I dunno what I’m eating with my sweet and sour tofu that I have marinating in this homemade sauce but I can trust that it will be something! *superhero pose of victory!!!* Most likely veggies. Or nothing at all. Either way, I have salad to make. But I’m procrastinating to blog instead.
So, recipe for the sauce is above, it’s sweet and sour, and I tweaked and added things not called for – like the rest of the marinade made for the fried tofu patty-esque pieces that I did and didn’t mention. [As an aside, I really don’t remember what was in that one.]
I can’t remember the difference between corn starch and corn flour, if they can be used interchangeably as substitutes for each other, or what, but the pack said corn flour, and I used it. =[
Since I added that extra sauce, I eyeballed the amount used. The extra corn flour I added to the simmering pot after the other sauce lumped up, which was something I should have remembered would happen, but it doesn’t seem too bad.
I used teriyaki sauce instead of soy and halved the amount called for.
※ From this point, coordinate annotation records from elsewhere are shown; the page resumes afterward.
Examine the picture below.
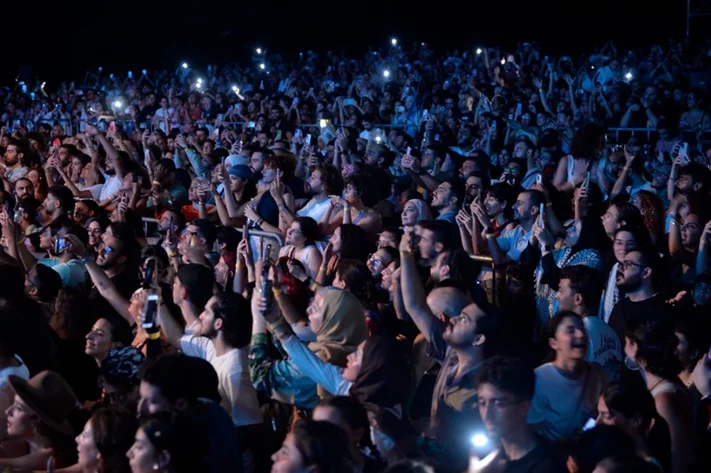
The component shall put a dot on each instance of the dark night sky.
(58, 43)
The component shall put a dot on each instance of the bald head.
(449, 301)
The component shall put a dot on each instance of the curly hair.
(657, 345)
(652, 210)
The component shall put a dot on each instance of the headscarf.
(423, 210)
(343, 327)
(384, 378)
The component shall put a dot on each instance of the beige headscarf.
(343, 327)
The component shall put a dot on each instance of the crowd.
(483, 261)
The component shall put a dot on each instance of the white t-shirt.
(604, 347)
(239, 397)
(110, 188)
(560, 407)
(514, 241)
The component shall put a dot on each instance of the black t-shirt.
(626, 310)
(542, 459)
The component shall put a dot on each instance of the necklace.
(650, 389)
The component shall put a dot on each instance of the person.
(350, 415)
(631, 407)
(505, 389)
(102, 445)
(637, 276)
(579, 291)
(460, 346)
(315, 446)
(567, 388)
(39, 416)
(165, 388)
(445, 200)
(650, 347)
(222, 340)
(168, 442)
(108, 332)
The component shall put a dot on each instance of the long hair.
(113, 432)
(325, 446)
(657, 345)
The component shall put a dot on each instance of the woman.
(377, 375)
(652, 210)
(621, 214)
(626, 239)
(102, 445)
(108, 332)
(584, 158)
(650, 347)
(631, 407)
(350, 415)
(39, 417)
(355, 208)
(301, 245)
(348, 242)
(170, 443)
(414, 211)
(314, 446)
(568, 388)
(587, 251)
(96, 227)
(336, 319)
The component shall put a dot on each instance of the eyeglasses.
(626, 264)
(374, 260)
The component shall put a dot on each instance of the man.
(525, 149)
(636, 277)
(118, 259)
(579, 291)
(223, 338)
(192, 289)
(165, 387)
(445, 200)
(434, 237)
(511, 243)
(505, 388)
(58, 205)
(24, 188)
(17, 151)
(170, 192)
(197, 243)
(66, 261)
(460, 346)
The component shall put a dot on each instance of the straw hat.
(48, 396)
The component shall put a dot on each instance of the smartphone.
(148, 273)
(150, 311)
(60, 245)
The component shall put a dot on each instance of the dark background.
(62, 41)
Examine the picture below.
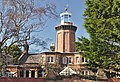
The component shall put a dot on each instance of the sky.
(76, 8)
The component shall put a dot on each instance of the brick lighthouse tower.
(65, 33)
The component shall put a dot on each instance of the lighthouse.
(65, 33)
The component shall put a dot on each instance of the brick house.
(52, 62)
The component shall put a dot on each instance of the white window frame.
(77, 60)
(64, 60)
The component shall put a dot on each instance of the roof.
(67, 71)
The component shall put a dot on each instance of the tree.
(15, 52)
(19, 19)
(102, 22)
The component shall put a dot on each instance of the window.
(84, 60)
(70, 60)
(50, 59)
(77, 60)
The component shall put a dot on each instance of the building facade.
(52, 63)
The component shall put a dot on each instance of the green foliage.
(102, 22)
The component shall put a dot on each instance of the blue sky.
(76, 8)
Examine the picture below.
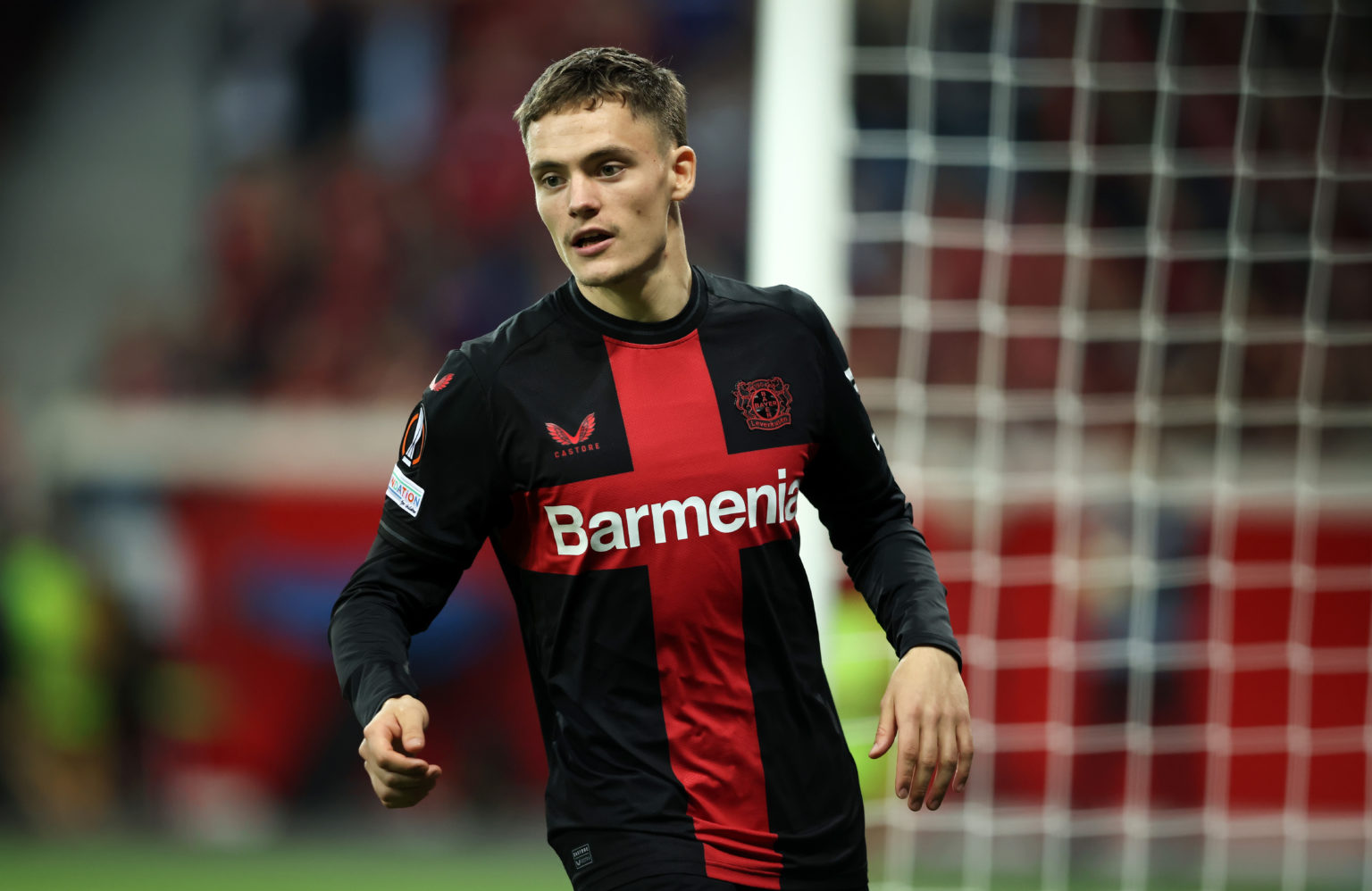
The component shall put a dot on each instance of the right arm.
(446, 492)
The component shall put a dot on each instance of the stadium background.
(1105, 271)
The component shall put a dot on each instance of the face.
(604, 186)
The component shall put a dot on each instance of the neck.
(652, 294)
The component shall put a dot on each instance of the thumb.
(412, 729)
(885, 729)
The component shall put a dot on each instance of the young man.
(634, 446)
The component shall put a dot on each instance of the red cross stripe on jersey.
(677, 443)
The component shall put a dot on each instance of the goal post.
(1108, 283)
(799, 192)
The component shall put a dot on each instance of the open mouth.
(588, 240)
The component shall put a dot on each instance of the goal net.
(1110, 307)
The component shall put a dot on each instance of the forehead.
(573, 132)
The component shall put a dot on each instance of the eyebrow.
(538, 166)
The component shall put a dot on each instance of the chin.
(603, 274)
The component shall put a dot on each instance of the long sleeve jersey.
(639, 483)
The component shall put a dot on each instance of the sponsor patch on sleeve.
(405, 492)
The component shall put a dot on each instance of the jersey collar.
(590, 315)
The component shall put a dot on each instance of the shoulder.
(488, 354)
(781, 301)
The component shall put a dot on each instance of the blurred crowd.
(1287, 171)
(371, 206)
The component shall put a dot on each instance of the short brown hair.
(589, 77)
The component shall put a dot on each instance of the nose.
(583, 196)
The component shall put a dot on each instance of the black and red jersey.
(639, 483)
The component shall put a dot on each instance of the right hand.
(389, 743)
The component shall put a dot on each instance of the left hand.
(925, 708)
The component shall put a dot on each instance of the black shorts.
(693, 883)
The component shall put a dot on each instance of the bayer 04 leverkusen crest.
(765, 404)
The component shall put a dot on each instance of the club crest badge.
(765, 404)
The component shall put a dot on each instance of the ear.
(683, 171)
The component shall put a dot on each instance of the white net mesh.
(1111, 312)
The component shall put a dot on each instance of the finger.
(964, 753)
(401, 798)
(402, 780)
(947, 762)
(926, 762)
(885, 729)
(379, 747)
(908, 753)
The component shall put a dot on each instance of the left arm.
(870, 522)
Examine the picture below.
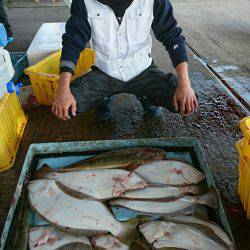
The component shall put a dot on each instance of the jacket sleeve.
(78, 33)
(168, 33)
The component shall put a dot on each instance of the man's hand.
(64, 100)
(185, 100)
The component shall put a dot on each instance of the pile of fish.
(83, 204)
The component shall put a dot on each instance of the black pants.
(4, 19)
(90, 89)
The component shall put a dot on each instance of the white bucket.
(6, 71)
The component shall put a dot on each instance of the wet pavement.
(215, 124)
(219, 32)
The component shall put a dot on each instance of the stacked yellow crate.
(12, 124)
(243, 148)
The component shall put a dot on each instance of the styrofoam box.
(47, 40)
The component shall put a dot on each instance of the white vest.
(122, 51)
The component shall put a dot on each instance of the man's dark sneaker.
(104, 111)
(148, 108)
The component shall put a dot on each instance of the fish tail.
(198, 189)
(210, 199)
(41, 173)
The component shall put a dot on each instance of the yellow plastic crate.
(243, 148)
(12, 124)
(45, 75)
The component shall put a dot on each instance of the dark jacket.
(78, 31)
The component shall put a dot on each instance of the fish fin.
(209, 199)
(41, 172)
(131, 233)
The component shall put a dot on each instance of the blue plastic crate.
(20, 62)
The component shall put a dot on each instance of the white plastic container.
(47, 40)
(6, 71)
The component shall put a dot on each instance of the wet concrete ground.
(218, 30)
(215, 124)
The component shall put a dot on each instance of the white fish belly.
(170, 172)
(108, 242)
(154, 207)
(99, 183)
(48, 238)
(154, 193)
(65, 211)
(168, 234)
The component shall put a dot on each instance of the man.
(119, 32)
(4, 20)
And I switched out white sugar for brown, and used less.
Used about half of the finished product to marinate the tofu pieces and the rest is in a glad bag for freezing for later use.
I’m gonna have to find containers to transfer the food from my lunch container if I’m leaving the house tomorrow. Haven’t decided yet, but better to be prepared than not.
So, I leave you now, to bemoan and/ or ignore the responsibility I have of cleaning up my stuff.